You can see the wave travel across it

[–] zecg@lemmy.world 1 points 1 week ago

That's what he meant by we'll use sticks on the other side

[–] WorldsDumbestMan@lemmy.today 1 points 1 week ago (3 children)

Nah, I prefer using quantum spookiness for that. Send a steady stream of entangled particles to the other person on the moon first. Any time you do something to the particles on Earth, the ones on the Moon are affected also. The catch is that this disentangles them, so you have only a few limited uses. This is why you want a constant stream of them being entangled.

[–] InputZero@lemmy.world 2 points 1 week ago (1 children)

This wouldn't work, entangled particles don't work like that. They would be disentangled the moment you do anything to either particle of the entangled pair. The only time any information can be encoded onto entangled particles is when they're created.

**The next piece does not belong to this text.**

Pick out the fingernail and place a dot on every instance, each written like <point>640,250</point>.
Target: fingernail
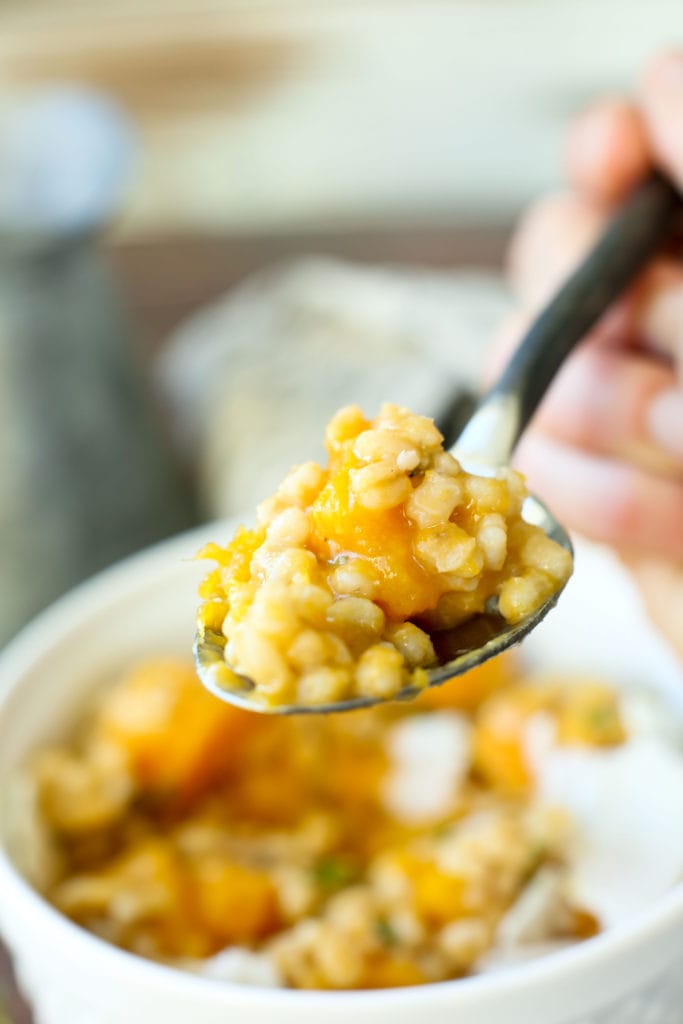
<point>665,421</point>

[–] ulterno@programming.dev 2 points 1 week ago* (last edited 1 week ago)

The only time any information can be encoded onto entangled particles is when they’re created.

If that were the case, then we aren't really doing FTL communication, unless we manage to entangle them at a distance. No?

OIC, it's still useful if we want to make a secret key and send it somewhere. Then both sides can take a reading sometime in the future and they can then use whatever cluster of entangled particles they saw, as the symmetric key.